Les 90’s vont donc briller de mille feux dans ce teenage movie, qui s’offrira la primeur de faire exploser une petite star en puissance, le bellâtre Di Caprio qui, dès l’année suivante, se retrouvera sur la proue du Titanic. Le film a, de ce fait, un peu vieilli, mais plutôt dans le bon sens du terme : soutenu par une BO on ne peut plus générationnelle, alignant les chemises à fleur et une ambiance californienne bigarrée, il déplace l’Italie de Véronne et le climat méditerranéen vers une atmosphère West Coast qui sied bien à l’époque, dans l’héritage de toutes les séries qui ont biberonné l’absence d’imaginaire occidental.

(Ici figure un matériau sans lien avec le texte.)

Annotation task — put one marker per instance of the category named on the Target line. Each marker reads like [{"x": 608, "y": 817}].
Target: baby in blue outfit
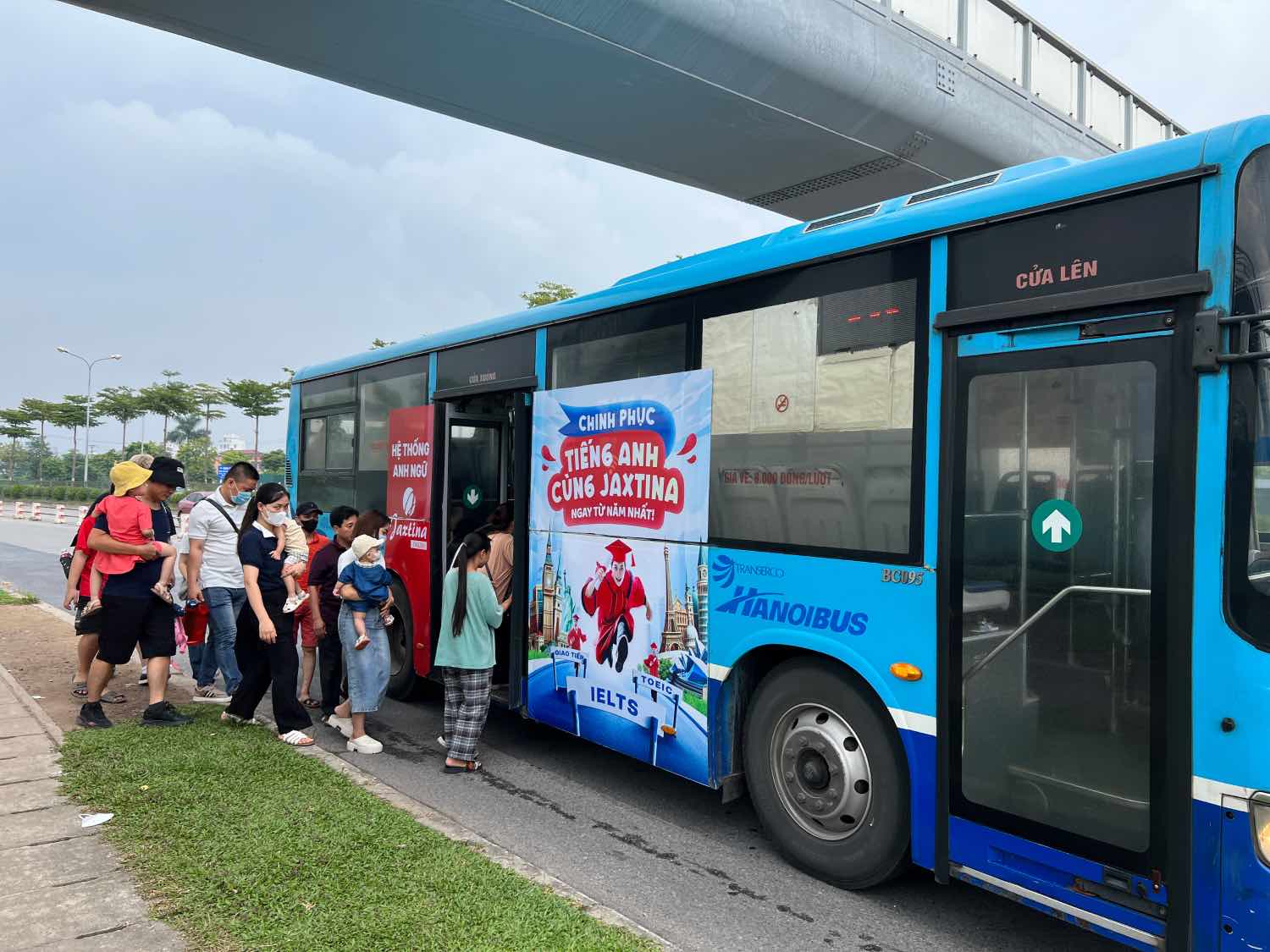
[{"x": 366, "y": 574}]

Luhrmann a toujours été assez sincère dans son artificialité : en somme, ça passe ou ça casse, et il faut bien reconnaître que souvent, son cinéma pique les yeux. Cette approche baroque, à grands renforts de couleurs, de fêtes, de collectivités, de bruit, de fureur et d’hystérie est menée tambour battant, mise en scène comme un clip géant, et peut se révéler éreintante. Dès le prologue, filmé comme une parodie de Sergio Leone qui aurait mis de côté, par un soucis d’efficacité putassière, sa lenteur pourtant consubstantielle, et jusqu’au final où la religiosité est exploitée dans toutes les nuances du kitsch folklorique, en passant par des fêtes sous ecstasy, le temps mort est proscrit. La frénésie sert d’écrin par contrepoint aux scènes de romance, qui fonctionnent comme des trous d’air où là aussi, tous les poncifs du genre sont convoqués avec, avouons-le encore, un certain brio : de l’apparition de Romeo dans le soleil du soir, fumant son mégot dans la solitude d’un poète torturé à cette rencontre visuellement très travaillée entre les amants à travers la paroi d’un aquarium, les jeux sur le regard, le dévoilement et la manière de jouer avec la puissance des icones est l’une des forces de la mise en scène de Luhrmann, servie par des comédiens dont la fraicheur juvénile irrigue chaque plan.


Mais la véritable question du choix esthétique du cinéaste est ailleurs. Dans ce film excessif et grotesque (qui n’hésite pas à recourir à des accélérations du rythme à la Benny Hill par moments), d’aucuns pourraient crier au blasphème par rapport à la majesté séculaire du texte exploité. Et c’est là que se situe précisément la force du projet : en gardant le texte de Shakespeare, ménageant quelques astuces (les armes à feux ayant pour marque « Sword » afin de correspondre aux répliques originales), Luhrmann remet au jour une facette de la tragédie qu’Hollywood avait pour le moins édulcorée jusqu’alors. Roméo et Juliette est un texte furieux, drôle, vulgaire jusqu’à l’obscénité, et qui met dans la bouche d’adolescents l’incandescence d’un amour et la morbidité de thématiques qui les dévorent.


Cette fidélité à l’œuvre, remise au goût du jour sur le terrain de l’image n’a donc rien d’illégitime : elle explique que dans un cliché, si l’image est éphémère, son propos peut traverser les siècles.